Introduction

Periprosthetic joint infection (PJI) is a complication of total joint arthroplasty (TJA) with high treatment cost, high failure rates, and reduced quality of life. PJI risk is highest during the early postoperative period but is a persistent risk throughout the lifetime of the joint ranging from 0.5 to 2.0% at 15 years [1]. With overall increases in the number of knee and hip replacements, the number of infections is expected to increase and cost over $1.85 billion annually by 2030 [2]. With current treatments including debridement, systemic antibiotics, local antibiotics, and staged revisions where implants are removed and replaced, failure rates are still quite high leading to over a 26% mortality rate at 5 years [1, 3].

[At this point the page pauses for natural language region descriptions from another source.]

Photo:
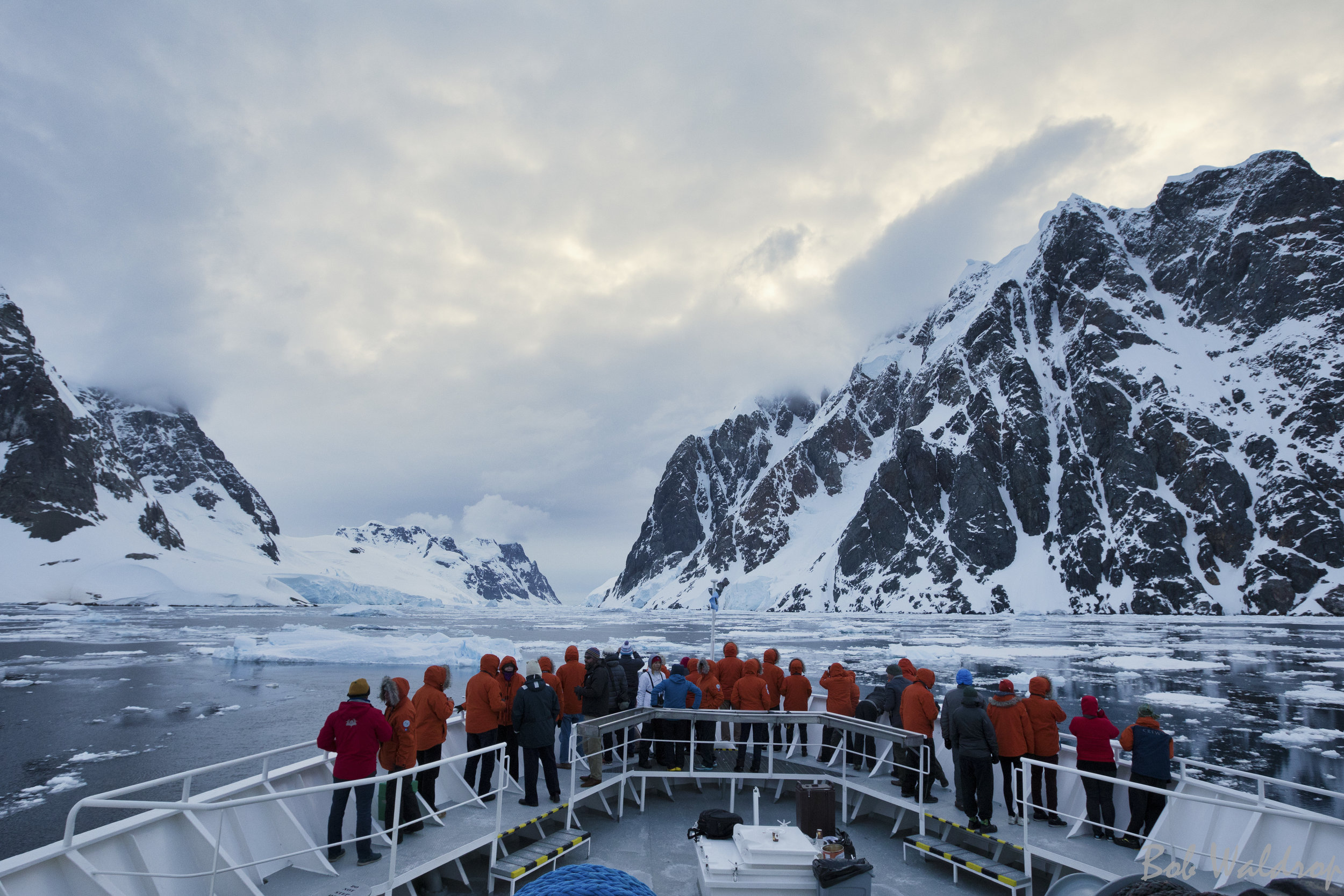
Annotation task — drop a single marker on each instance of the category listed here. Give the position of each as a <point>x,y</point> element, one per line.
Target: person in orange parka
<point>398,754</point>
<point>511,682</point>
<point>1017,738</point>
<point>433,707</point>
<point>1045,715</point>
<point>571,706</point>
<point>773,676</point>
<point>796,692</point>
<point>842,698</point>
<point>484,704</point>
<point>729,671</point>
<point>752,692</point>
<point>918,711</point>
<point>711,698</point>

The major culprit of failed treatment surgery is bacterial biofilm. This biofilm is produced by multiple bacterial species that are involved in PJI including gram-positive bacteria (82%)—Staphylococcus aureus (S. aureus) and S. epidermidis, coagulase-negative Staphylococci species, and gram-negative bacteria (11%)—Enterobacterales and Pseudomonas aeruginosa [1, 4]. Indeed, this biofilm growth on the implant surface makes bacteria over 1000 × less susceptible to antibiotics; therefore, staged revisions are the most successful treatment option for PJI [1, 5].

While overall infection rates have decreased with implementation of prophylactic strategies to limit infection, periprosthetic infections have not been eradicated. Therefore, alternative methods that can limit infection need to be developed that can provide long-acting protection outside the immediate surgical window, like antibacterial implant coatings.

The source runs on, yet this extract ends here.